XC5VTX240T-2FF1759C XC5VTX240T-1FF1759I XC5VTX240T-1FFG1759C XC5VSX95T-3FFG1136C XC5VSX95T-1FFG1136C XC5VSX50T-3FFG665C XC5VSX95T-1FF1136C XC5VTX240T-1FFG1759I XC5VSX95T-2FFG1136C XC5VSX95T-1FFG1136I XC5VSX95T-2FF1136C XC5VSX95T-1FF1136I XC5VSX50T-2FF665C XC5VSX50T-2FFG665C XC5VSX50T-2FFG1136I XC5VSX95T-2FF1136I 。

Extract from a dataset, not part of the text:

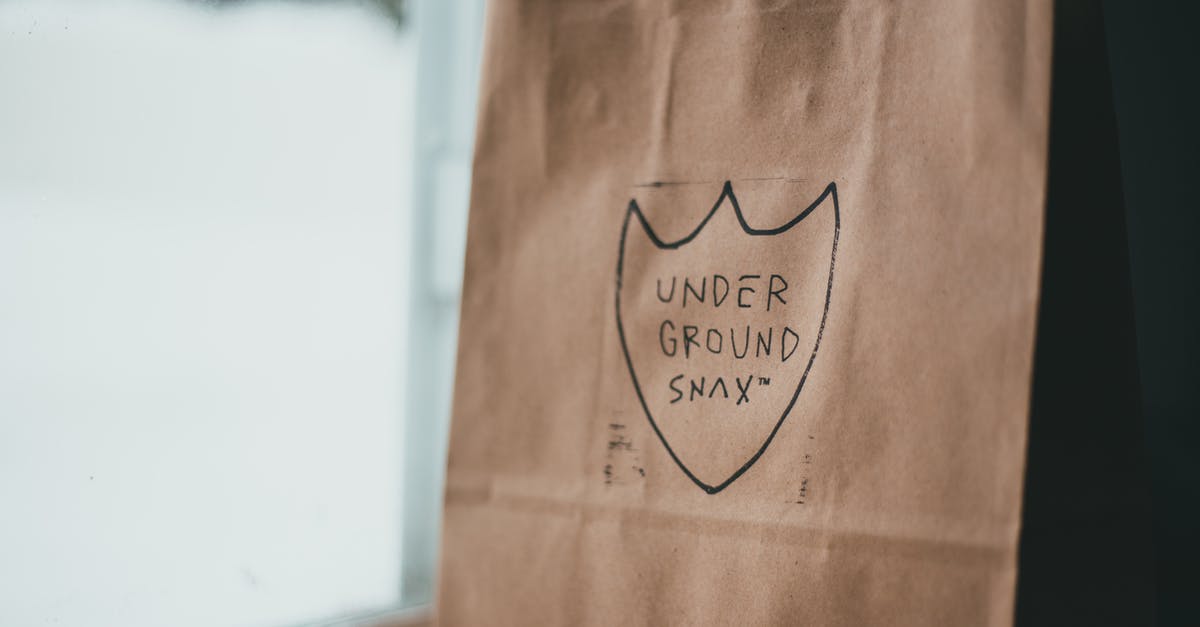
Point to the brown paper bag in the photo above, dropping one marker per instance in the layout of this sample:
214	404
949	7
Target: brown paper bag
749	312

XC5VSX50T-1FFG665C XC5VSX35T-2FFG665C XC5VSX50T-1FF1136C XC5VSX35T-1FFG665I XC5VSX35T-3FF665C XC5VSX35T-3FFG665C XC5VSX240T-2FFG1738I XC5VSX35T-2FFG665I XC5VSX240T-2FF1738I XC5VSX240T-2FFG1738C XC5VSX35T-1FF665I XC5VSX240T-2FF1738C XC5VSX240T-3FFG1738C XC5VSX35T-1FF665C XC5VSX240T-1FF1738C XC5VSX240T-3FF1738C XC5VSX240T- 1FFG1738C XC5VSX240T-1FF1738I XC5VSX240T-1FFG1738I XC5VLX85T-2FFG1136C XC5VLX85T-2FFG1136I XC5VLX85T-3FF1136C XC5VLX85T-3FFG1136C XC5VLX85T-1FFG1136C XC5VLX85T-1FFG1136I XC5VLX85T-2FF1136C XC5VLX85T-2FF1136I 。

XCV200-6BG256AF XCV200-5PQG240I XCV200-5PQG240C XCV200-5PQ240I XCV200-5PQ240C XCV2005PQ240C XCV200-5FGG456I XCV200-5FGG456C XCV200-5FGG256I XCV200-5FGG256C XCV200-5FG456I XCV200-5FG456C XCV200-5FG456 XCV200-5FG256I XCV200-5FG256C XCV200-5BGG352I XCV200-5BGG352C 。

XC5VLX85-1FFG676C_XC5VSX240T-2FF1738C

In July 2016, Xilinx said it would become an all-programmable company within the next five years, using its strengths to help customers differentiate and target emerging areas such as cloud computing, Internet of Things, 5G wireless and embedded vision. This is an adaptive computing acceleration platform. At present, the main series of FPGA products include high-performance virtex series, mid-range kintex series and low-cost artix and spartan series. Cyrus defines it as a new product different from CPU, GPU and FPGA. In fact, in 2014, Xilinx began work on a new generation of products that debuted in early 2018.

Therefore, in the design of OpenCV with VivadoHLS, it is necessary to modify the input and output HLS synthesizable video design interface to the Video stream interface, that is, use the video interface provided by HLS to synthesize the function to realize AXI4 video stream to VivadoHLS in hls ::Mat<> type conversion. The VivadoHLS video processing library uses the hls::Mat<> data type, which is used to model the processing of video pixel streams, and is essentially equivalent to the hls::steam<> stream type, rather than stored in external memory in OpenCV. matrix matrix type.